To watch the full 15-minute interview, click on the video player below.

Raddatz and Sweeney flew to Lviv before Russia invaded.

“So when we got there, everything was normal,” Sweeney said. “The opera was open. Restaurants were packed.”

Everyone knew what might happen next.

“I remember I was traveling with Martha, and she said to the mayor, ‘Are you prepared for several hundred thousand refugees, or more than a million refugees, to show up here in Lviv?'” Sweeney said.

And even though he knew that was indeed possible — that’s why they were there — on another level, “I just thought to myself, ‘There’s no way that the war is going to break out, and there are going to be hundreds of thousands of refugees showing up.’ And then a couple of days later, that’s exactly what happened,” he said.

They crossed out of Ukraine before the invasion, walking across a border into Slovakia and telling the story of the first wave of refugees.

“It’s just a surreal experience to see women and children, you know, saying goodbye to their fathers and their husbands, not knowing when they’re going to see them again,” Sweeney recalled.

Then they drove to Vienna and flew back to the U.S., in Raddatz’s case because she had to cover President Biden’s State of the Union address.

But “Martha turned to me as soon as we left, and she said, ‘I think we have to go back,'” Sweeney said. “And I agreed. You don’t leave the biggest story in the world and not go back.”

So they went back a week later, flying to Poland and then driving into the country countless other people were fleeing. Again, they went to Lviv. Their first time there, before the war, they flew to the airport there — a “beautiful new facility,” Sweeney said. Or it was, at least: “This last trip we were there, it got hit with an airstrike.”

Sweeney said unlike cities farther east — heavily-damaged Kyiv or decimated Mariupol — some Lviv residents who have stayed continue to live relatively normal lives, while countless others from other cities are using Lviv as a jumping-off point to flee Ukraine.

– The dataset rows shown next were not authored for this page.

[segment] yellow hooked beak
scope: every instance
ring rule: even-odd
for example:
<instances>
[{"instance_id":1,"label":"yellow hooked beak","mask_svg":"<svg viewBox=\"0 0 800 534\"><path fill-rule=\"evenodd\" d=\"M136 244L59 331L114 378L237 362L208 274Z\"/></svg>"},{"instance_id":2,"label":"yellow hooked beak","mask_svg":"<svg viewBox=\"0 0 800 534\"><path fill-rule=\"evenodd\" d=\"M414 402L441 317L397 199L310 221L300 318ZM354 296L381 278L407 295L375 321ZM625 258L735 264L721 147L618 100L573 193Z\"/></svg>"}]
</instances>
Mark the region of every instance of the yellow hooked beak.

“And that juxtaposition is just mind blowing, that it’s all happening in this one little place,” Sweeney said. “And just a couple of weeks ago, these people were just like you and I, living a normal life with their families in their homes, going to work, going out to dinner.”

Sweeney said ABC News crews are taking every imaginable measure to stay safe. But the dangers aren’t lost on them.

“There is just an inherent risk that goes with covering a war like this when you’re going up against a nuclear power that’s indiscriminately bombing and shelling innocent people,” he said.

The trade-off for the risk they’re taking?

The ability to “keep everyone up to date on what’s happening and bring you the latest images,” Sweeney said. “And just keep everything honest. You’re not getting that in certain parts of the world.”